Kehadiran Presiden Republik Indonesia, Prabowo Subianto, dalam Konferensi Tingkat Tinggi (KTT) terkait perdamaian di Gaza, Palestina, menjadi sorotan. Langkah diplomatik ini dinilai penting dan strategis bagi Indonesia di kancah internasional. Direktur Indonesia Political Review (IPR), Iwan Setiawan, menyoroti peran krusial Indonesia dalam upaya penyelesaian konflik panjang antara Israel dan Palestina.
KTT yang digelar di Sharm el-Sheikh, Laut Merah, Mesir, pada Senin (13/10) ini dihadiri oleh lebih dari 20 pemimpin dunia. Kehadiran Prabowo atas undangan khusus Presiden Mesir Abdel Fattah el-Sisi, menunjukkan pengakuan dunia terhadap kapasitas moral dan politik Indonesia dalam isu-isu kemanusiaan.
Langkah Diplomatik yang Strategis
Iwan Setiawan memandang kehadiran Prabowo sebagai langkah yang sangat strategis. Indonesia tidak hanya hadir sebagai pengamat, tetapi sebagai negara yang diakui memiliki kemampuan untuk berkontribusi nyata dalam penyelesaian konflik.
KTT Tingkat Tinggi dan Peserta
KTT tersebut menjadi ajang penting bagi negara-negara Timur Tengah dan Eropa. Selain Prabowo, hadir pula sejumlah tokoh penting, termasuk Presiden Amerika Serikat, Donald Trump.
Undangan Khusus dan Kehadiran Prabowo
Presiden Prabowo menerima undangan khusus dari Presiden Mesir, Abdel Fattah el-Sisi. Menanggapi undangan tersebut, Prabowo segera bertolak ke Kairo pada Minggu malam.
Konsistensi Diplomasi Kemanusiaan
Iwan juga menyoroti konsistensi diplomasi kemanusiaan yang ditunjukkan Prabowo dalam beberapa bulan terakhir. Hal ini terlihat jelas dalam pidato Prabowo di Sidang Umum PBB ke-80.
Pidato di PBB sebagai Landasan
Pidato Prabowo di PBB menjadi bukti bahwa Indonesia konsisten menyuarakan kepentingan politik dan nilai-nilai kemanusiaan. Iwan menyebutkan bahwa gagasan Prabowo untuk mengirim 20.000 pasukan perdamaian adalah bentuk nyata dari diplomasi berbasis aksi.
“Sejak pidato beliau di PBB, Indonesia tampil sebagai suara moderat yang membawa keseimbangan antara kepentingan politik dan nilai-nilai kemanusiaan.
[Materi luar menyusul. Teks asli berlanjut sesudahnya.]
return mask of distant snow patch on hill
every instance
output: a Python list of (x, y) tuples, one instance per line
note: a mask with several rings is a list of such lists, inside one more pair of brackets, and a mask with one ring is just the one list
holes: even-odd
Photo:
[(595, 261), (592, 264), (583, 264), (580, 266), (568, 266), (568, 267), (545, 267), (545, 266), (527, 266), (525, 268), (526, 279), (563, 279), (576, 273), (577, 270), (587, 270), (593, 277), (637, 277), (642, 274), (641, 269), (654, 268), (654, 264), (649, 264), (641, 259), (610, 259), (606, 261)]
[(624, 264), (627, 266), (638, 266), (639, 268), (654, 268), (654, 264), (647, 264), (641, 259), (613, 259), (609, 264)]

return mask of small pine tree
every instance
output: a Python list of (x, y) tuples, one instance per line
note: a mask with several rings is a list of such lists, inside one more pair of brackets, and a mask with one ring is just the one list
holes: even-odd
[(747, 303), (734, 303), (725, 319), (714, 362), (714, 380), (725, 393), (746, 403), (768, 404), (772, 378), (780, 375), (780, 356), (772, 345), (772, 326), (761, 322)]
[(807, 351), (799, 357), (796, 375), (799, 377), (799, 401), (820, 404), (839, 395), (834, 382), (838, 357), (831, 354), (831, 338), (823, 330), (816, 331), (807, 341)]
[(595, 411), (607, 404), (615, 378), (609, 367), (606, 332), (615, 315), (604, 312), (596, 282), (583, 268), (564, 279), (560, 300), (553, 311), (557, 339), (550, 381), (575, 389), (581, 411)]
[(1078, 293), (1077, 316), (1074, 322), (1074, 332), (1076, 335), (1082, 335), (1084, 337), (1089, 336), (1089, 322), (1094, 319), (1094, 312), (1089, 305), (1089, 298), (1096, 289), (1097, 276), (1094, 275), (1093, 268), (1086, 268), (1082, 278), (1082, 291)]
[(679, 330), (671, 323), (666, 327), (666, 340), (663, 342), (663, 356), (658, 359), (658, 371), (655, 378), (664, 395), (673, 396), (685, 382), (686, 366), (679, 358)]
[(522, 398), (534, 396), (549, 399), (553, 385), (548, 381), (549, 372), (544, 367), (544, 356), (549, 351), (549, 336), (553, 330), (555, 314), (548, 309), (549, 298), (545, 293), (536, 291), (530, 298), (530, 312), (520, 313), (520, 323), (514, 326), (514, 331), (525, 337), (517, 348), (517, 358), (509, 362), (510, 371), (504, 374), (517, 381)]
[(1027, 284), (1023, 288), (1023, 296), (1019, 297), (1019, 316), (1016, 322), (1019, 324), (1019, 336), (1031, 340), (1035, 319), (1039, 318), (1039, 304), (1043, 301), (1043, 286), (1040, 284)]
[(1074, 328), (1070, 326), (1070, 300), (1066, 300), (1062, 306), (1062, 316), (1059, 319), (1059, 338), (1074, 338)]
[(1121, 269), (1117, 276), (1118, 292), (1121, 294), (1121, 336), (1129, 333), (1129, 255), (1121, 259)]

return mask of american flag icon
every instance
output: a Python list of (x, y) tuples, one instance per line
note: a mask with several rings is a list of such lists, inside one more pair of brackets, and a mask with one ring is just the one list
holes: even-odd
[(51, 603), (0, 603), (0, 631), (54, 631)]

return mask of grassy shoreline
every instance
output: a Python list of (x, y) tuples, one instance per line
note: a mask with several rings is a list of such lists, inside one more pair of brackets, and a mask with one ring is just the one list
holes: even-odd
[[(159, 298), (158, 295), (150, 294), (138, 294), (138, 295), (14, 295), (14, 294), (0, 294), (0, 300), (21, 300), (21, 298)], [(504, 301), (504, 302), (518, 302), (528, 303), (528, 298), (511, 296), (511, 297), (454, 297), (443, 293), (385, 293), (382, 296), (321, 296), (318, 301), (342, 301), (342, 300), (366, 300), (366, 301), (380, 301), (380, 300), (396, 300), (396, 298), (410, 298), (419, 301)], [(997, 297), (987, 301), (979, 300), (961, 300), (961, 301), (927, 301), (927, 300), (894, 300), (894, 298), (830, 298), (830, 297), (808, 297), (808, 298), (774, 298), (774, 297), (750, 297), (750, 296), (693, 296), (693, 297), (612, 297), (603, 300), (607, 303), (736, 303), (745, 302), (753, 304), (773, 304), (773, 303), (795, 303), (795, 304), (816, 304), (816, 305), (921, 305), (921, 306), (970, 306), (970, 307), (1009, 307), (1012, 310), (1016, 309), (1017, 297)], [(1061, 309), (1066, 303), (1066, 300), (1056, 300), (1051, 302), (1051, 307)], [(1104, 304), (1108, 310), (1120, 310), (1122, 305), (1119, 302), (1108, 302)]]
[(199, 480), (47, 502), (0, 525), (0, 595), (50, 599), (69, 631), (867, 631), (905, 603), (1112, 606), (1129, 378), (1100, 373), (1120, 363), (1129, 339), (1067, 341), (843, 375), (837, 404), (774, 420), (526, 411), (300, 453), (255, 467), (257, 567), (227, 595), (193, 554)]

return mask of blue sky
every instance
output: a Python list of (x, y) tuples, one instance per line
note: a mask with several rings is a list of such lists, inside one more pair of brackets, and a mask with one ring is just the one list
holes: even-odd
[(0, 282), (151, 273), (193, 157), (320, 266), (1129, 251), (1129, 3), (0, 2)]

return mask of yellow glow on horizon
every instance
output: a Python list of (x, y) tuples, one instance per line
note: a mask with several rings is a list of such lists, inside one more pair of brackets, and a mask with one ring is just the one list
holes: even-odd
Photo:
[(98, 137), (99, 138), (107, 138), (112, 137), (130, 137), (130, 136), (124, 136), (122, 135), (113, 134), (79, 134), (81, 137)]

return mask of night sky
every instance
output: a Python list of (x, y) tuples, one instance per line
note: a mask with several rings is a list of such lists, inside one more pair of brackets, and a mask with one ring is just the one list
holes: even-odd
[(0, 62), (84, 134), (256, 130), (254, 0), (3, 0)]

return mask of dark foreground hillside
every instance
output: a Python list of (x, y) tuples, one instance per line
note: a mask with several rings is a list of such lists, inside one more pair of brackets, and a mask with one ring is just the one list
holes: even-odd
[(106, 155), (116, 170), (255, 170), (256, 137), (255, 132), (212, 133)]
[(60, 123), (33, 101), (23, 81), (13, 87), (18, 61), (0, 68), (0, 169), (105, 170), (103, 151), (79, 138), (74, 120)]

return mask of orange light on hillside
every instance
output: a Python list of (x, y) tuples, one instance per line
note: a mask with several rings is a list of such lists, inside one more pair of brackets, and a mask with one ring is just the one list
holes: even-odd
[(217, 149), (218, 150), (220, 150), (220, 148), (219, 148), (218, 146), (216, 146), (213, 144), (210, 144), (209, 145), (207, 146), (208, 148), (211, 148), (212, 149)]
Bahkan, gagasan Prabowo untuk mengirim 20.000 pasukan perdamaian menjadi bentuk konkret dari diplomasi berbasis aksi, bukan sekadar pernyataan,” tutur Iwan.
Peran Indonesia sebagai Guardian of Peace
Iwan menilai bahwa tawaran pengiriman pasukan perdamaian menandai perubahan signifikan dalam paradigma diplomasi Indonesia. Indonesia kini memposisikan diri sebagai penjaga perdamaian dunia.
Paradigma Baru Diplomasi
Langkah ini menunjukkan perubahan dalam diplomasi Indonesia, yang kini lebih berani dan berorientasi pada tindakan nyata.
“Langkah ini menunjukkan bahwa Indonesia sedang memposisikan diri sebagai guardian of peace di dunia. Tawaran pasukan perdamaian bukan hanya simbol solidaritas, tetapi komitmen nyata menjaga keamanan pascakonflik,” jelasnya.
Model Rekonstruksi Pascabencana
Pengalaman Indonesia dalam rekonstruksi pascabencana, seperti di Aceh dan Nias, dapat menjadi model untuk membantu pembangunan kembali Gaza.
Iwan menambahkan bahwa pengalaman Indonesia dalam rekonstruksi pascabencana seperti di Aceh dan Nias dapat menjadi model untuk membantu pembangunan kembali Gaza secara manusiawi dan berkelanjutan.
Kesimpulan
Kehadiran Presiden Prabowo di KTT tersebut menegaskan bahwa diplomasi Indonesia kini tidak hanya berwacana, tetapi juga bekerja untuk mewujudkan perdamaian dunia. Diplomasi Indonesia yang baru, menurut Iwan, tenang, berdaulat, dan berorientasi pada hasil nyata.
“Kehadiran Presiden Prabowo di KTT ini membuktikan bahwa diplomasi Indonesia kini tidak hanya berbicara, tetapi bekerja. Inilah wajah baru diplomasi Indonesia, yaitu tenang, berdaulat, dan berorientasi pada hasil nyata bagi perdamaian dunia,” pungkas Iwan.